Exxon Mobil Corp.'s proposed $2.6-billion takeover of Canadian natural gas producer Celtic Exploration Ltd. is about as clean cut as they come.
There were no third-party bidders, no prolonged arguments over price. Exxon simply approached Celtic, conducted months of due diligence and then made an offer. The whole time Celtic was happy to talk to them, and when the proposal came in, the board said yes within three days.
Talk about easy fees for the advisers.
Contrast that with Petronas's bid for Progress Energy. Progress held talks with numerous third parties about the possibilities of natural gas joint ventures, including with a "multi-national oil company," according to its circular. Progress even signed a confidentiality agreement with a company that wasn't Petronas and received an offer.
Petronas ultimately won the bidding war, of course, but it had to fight.
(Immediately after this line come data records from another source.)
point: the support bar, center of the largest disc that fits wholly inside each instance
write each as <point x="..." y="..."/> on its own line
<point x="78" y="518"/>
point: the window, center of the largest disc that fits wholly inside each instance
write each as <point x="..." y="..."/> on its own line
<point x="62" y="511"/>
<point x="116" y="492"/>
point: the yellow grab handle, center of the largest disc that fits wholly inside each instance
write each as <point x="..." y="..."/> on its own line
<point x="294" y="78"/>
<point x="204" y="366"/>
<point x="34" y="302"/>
Exxon, on the other hand, pretty much did whatever it wanted, according to Celtic's circular. The American firm first approached Celtic to chat about potential business opportunities in February, then signed a confidentiality agreement in April. From there the potential bidder had almost six months to poke around, all without the threat of someone else coming in.
ExxonMobil finally submitted its formal offer in early October, and three days later it revised the terms to get Celtic onside. The board liked what it saw and recommended the bid.
Not exactly a hard fought battle. But then again, not every M&A deal needs to be.